In deze zaak heeft de kantonrechter van de Rechtbank Limburg op 5 november 2019 uitspraak gedaan in een geschil tussen een werknemer, aangeduid als [verzoeker], en zijn werkgever, ArcelorMittal Staalhandel B.V. De werknemer verzocht om herstel van zijn dienstverband na een ontslag dat was verleend met toestemming van het UWV op basis van bedrijfseconomische omstandigheden. De werkgever had de arbeidsovereenkomst opgezegd per 1 augustus 2019, na een procedure bij het UWV waarin toestemming was gevraagd voor het ontslag. De werknemer was van mening dat de opzegging onterecht was, omdat de wijzigingen in de organisatie niet met hem waren besproken en hij niet was herplaatst in een andere functie.

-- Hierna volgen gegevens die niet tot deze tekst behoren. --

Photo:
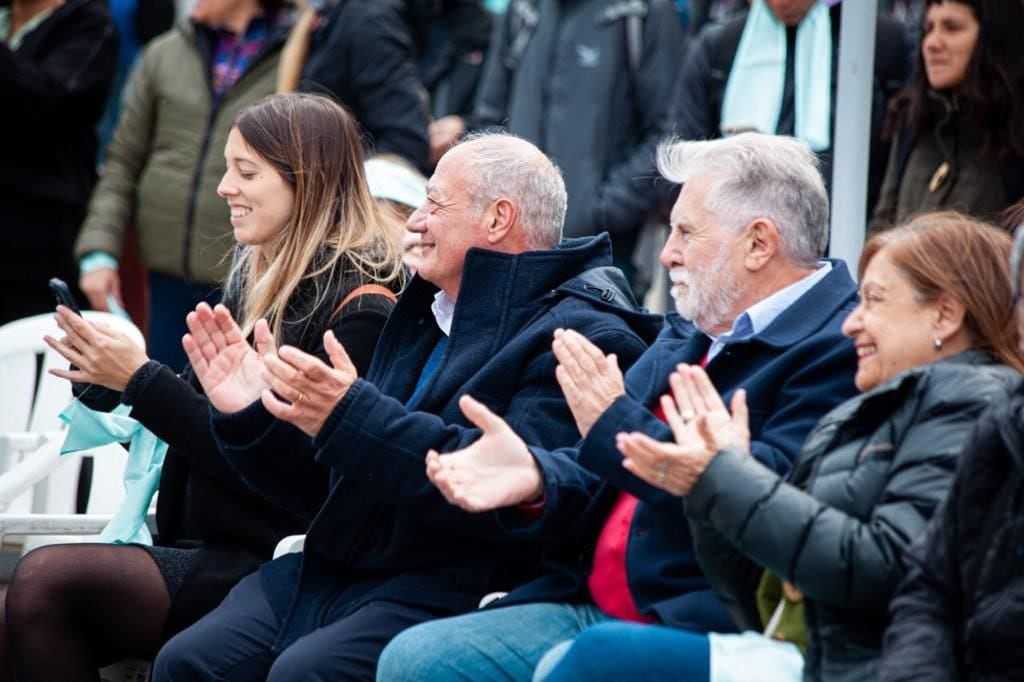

De kantonrechter heeft de procedure beoordeeld aan de hand van de relevante wetgeving, met name artikel 7:669 van het Burgerlijk Wetboek, dat de voorwaarden voor ontslag regelt. De rechter heeft vastgesteld dat de werkgever een bedrijfseconomische noodzaak had voor de opzegging, aangezien de functie van de werknemer was komen te vervallen door de invoering van een tweeploegensysteem. De rechter heeft ook overwogen dat de werknemer onvoldoende had aangetoond dat er alternatieve functies beschikbaar waren of dat de opzegging in strijd was met de wet.
Uiteindelijk heeft de kantonrechter geoordeeld dat de opzegging van de arbeidsovereenkomst door ArcelorMittal rechtmatig was en dat er geen reden was om de werknemer in zijn verzoek tot herstel van het dienstverband te volgen. De werknemer werd veroordeeld in de proceskosten van de werkgever, die tot dat moment waren begroot op € 720,00. De beschikking werd uitvoerbaar bij voorraad verklaard, en het meer of anders verzochte werd afgewezen.